Jason Duerstock (jduersto@kendall.mdcc.edu)
Mon, 19 Feb 1996 10:01:53 -0500


On Sun, 18 Feb 1996, Linus Torvalds wrote:

> "Leonard N. Zubkoff": "Kernel Stack Overflows" (Feb 18, 1:40):
> > I'm becoming quite concerned about this whole issue of kernel stack overflows.
> > Is there any specification for how much stack space an interrupt handler is
> > allowed to use?
>
> Thanks to some good testing and debugging by Gerard Roudier we seem to
> have a handle on this problem. It wasn't an interrupt overflow at all,
> but a recursion in get_more_buffer_heads().

I tried Gerard's patch and it stopped the one kernel segmentation fault
from occurring, but it caused another one to occur. I came to the sudden
realization last night as to what might be causing my problems. I have
two 16 megabyte swap files on my root partition; I'm using the BSD NCR
driver, and I have 32 megs of RAM. The problems seem to come up when the
kernel tries to swap out memory. Things go like this:

1) BSD/NCR driver or buffer code calls get_free_page
2) get_free_page calls try_to_free_page because part of the free memory
pool has been used
3) try_to_free_page calls shrink_mmap, shm_swap, and/or swap_out
4) swap_out (or possibly one of the other calls) tries to swap back into
the file system
5) any calls to get_free_page from within the file system and/or buffer
code may send us back to #2

I'm not sure where things would go from here but it seems that there is a
pretty high chance the stack could overflow given this situation...

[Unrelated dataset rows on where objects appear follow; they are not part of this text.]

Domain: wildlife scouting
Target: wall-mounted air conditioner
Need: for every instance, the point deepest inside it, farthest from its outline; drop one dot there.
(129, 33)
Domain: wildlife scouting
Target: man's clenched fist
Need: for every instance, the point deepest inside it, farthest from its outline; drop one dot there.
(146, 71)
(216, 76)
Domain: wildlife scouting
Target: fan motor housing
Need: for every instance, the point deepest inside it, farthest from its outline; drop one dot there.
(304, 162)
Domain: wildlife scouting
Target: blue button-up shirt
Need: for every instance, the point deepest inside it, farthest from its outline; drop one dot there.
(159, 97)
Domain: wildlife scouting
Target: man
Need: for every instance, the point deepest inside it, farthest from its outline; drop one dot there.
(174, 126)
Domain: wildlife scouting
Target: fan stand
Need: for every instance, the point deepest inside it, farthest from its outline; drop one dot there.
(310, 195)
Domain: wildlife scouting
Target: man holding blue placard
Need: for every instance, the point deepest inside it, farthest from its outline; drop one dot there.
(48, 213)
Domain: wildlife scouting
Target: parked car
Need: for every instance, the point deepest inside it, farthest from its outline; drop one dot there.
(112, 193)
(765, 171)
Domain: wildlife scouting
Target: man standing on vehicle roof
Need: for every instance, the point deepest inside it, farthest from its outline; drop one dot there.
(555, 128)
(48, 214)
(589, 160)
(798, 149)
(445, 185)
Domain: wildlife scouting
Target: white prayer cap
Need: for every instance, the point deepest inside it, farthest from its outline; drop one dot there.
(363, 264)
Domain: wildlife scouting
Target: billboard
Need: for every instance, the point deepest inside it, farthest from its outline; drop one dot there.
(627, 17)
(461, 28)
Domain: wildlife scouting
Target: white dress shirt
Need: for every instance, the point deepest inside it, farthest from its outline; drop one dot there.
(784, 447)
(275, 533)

I'm sorta getting the "driving without a clue" feeling, so any or all of
my theory above about what is going on may be wrong, but...I hope I'm
headed in the right direction and I'd REALLY like to get this problem
fixed. I'll post some of my crashes here as soon as I get to it...our
router has been broked over the weekend so I have some catching up to do.